Let's say a home burns to the ground, and it costs $250,000 to rebuild. A homeowner underinsured by 18% will have to fork over $45,000 to get the job done. If they don't have the funds tucked away into a savings account, they may have to borrow.

Replacement cost coverage

If a home is destroyed, the owner's insurance policy should cover the cost of them staying somewhere else while the house is being rebuilt. Still, without the right coverage, the homeowner could be on the hook for unplanned expenses.

If you're concerned that you may not have the money needed to rebuild your home after insurance pays its portion, replacement cost value (RCV) could ease your mind. While the premium for RCV costs more than standard homeowners coverage (the amount varies by insurance company), RCV covers all expenses to repair or replace an entire home.

What's more, RCV ensures that the home is rebuilt as good as new. Let's say a home has unique features, like hardwood floors with an intricate pattern, an upgraded HVAC system, and a soundproof recording room. Standard coverage is unlikely to cover the extra costs associated with installing those enhancements, but RCV will.

Back to your agent

While you're on that call with your insurance agent, be sure to ask about any potential gaps in your coverage. For example, what happens if a flood carries away a house? A standard policy is unlikely to cover a flood, so find out how much it would cost to add coverage.
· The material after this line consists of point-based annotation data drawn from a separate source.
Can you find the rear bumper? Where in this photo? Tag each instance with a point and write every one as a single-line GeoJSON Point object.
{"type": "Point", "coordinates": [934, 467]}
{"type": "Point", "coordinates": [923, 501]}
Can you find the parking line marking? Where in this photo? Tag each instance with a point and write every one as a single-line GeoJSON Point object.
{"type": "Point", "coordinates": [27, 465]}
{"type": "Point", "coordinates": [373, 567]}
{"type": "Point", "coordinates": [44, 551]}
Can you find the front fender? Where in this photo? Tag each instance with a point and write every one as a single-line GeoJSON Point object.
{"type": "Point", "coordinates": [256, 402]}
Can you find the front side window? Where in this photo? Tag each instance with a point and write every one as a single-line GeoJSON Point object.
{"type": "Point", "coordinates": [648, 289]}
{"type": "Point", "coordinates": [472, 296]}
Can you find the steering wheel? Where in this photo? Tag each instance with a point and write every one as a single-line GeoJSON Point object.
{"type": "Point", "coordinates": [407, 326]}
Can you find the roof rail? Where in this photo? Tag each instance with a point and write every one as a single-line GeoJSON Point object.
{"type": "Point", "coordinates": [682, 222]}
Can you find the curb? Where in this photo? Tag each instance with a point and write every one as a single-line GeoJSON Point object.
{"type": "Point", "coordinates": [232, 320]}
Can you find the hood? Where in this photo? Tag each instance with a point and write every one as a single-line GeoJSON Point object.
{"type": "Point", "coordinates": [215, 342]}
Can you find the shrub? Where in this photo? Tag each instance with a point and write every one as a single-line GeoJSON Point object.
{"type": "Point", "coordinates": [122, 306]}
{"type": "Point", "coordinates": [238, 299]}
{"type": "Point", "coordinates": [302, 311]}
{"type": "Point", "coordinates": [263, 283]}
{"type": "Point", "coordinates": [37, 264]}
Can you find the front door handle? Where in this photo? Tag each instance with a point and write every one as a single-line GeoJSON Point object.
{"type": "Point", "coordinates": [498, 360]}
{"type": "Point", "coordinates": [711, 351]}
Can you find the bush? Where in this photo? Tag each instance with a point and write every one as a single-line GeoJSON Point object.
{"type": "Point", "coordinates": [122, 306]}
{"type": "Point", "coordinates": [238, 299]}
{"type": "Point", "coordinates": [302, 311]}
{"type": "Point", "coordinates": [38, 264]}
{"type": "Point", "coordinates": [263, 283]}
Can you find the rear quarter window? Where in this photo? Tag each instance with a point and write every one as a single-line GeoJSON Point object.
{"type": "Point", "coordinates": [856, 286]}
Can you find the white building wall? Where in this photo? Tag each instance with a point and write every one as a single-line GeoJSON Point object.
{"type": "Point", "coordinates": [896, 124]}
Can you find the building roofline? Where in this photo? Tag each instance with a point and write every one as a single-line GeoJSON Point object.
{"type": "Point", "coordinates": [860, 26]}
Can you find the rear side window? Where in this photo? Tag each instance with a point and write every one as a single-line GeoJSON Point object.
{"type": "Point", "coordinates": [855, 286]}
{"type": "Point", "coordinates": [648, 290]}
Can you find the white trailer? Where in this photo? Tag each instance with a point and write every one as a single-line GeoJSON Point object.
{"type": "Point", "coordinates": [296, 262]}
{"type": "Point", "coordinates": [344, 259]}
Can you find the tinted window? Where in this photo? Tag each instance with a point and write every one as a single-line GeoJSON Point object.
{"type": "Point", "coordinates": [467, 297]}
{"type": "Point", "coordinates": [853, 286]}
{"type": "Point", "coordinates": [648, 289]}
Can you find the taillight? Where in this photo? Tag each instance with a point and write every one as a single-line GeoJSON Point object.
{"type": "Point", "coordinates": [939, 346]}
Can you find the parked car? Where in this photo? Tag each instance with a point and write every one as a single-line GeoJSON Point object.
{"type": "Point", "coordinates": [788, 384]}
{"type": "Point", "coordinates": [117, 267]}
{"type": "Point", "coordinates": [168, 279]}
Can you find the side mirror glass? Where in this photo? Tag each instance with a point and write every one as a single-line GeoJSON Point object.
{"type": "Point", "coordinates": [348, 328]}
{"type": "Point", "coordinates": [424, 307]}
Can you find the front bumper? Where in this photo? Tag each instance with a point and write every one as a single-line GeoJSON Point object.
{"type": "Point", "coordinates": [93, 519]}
And what about earthquake coverage? It's tempting to skip earthquake insurance because the deductibles are so high (typically 10% to 20% of the coverage limit). But let's say a homeowner's deductible is 10%, and it would cost $300,000 to rebuild their home after an earthquake. That means their portion of the cost would be $30,000 ($300,000 x 0.10 = $30,000). While $30,000 is a lot of money, that homeowner would still be money ahead by paying the deductible rather than losing their property entirely.

A quick note about earthquake insurance: Earthquakes can happen anywhere. The largest earthquake in the lower 48 states occurred in the bootheel of Missouri. And according to the U.S. Geological Survey, 42 of the 50 states have a reasonable chance of experiencing an earthquake. Those who live in states where earthquakes are rare may find it relatively inexpensive to tack earthquake coverage onto their homeowners policies.

Your first call following a disaster should be to your insurance company. Your second should be to your mortgage lender. Not only will your lender want to know that their loan collateral has been destroyed, but they will probably want to help. For example, if you own a home business and losing the house is going to interfere with your ability to make your mortgage payment, your lender can offer a forbearance. While they are under no legal obligation to help, most lenders will because it's a far better option than foreclosing on the property.

No one particularly enjoys paying insurance premiums, but most would agree that knowing they're covered helps them sleep at night.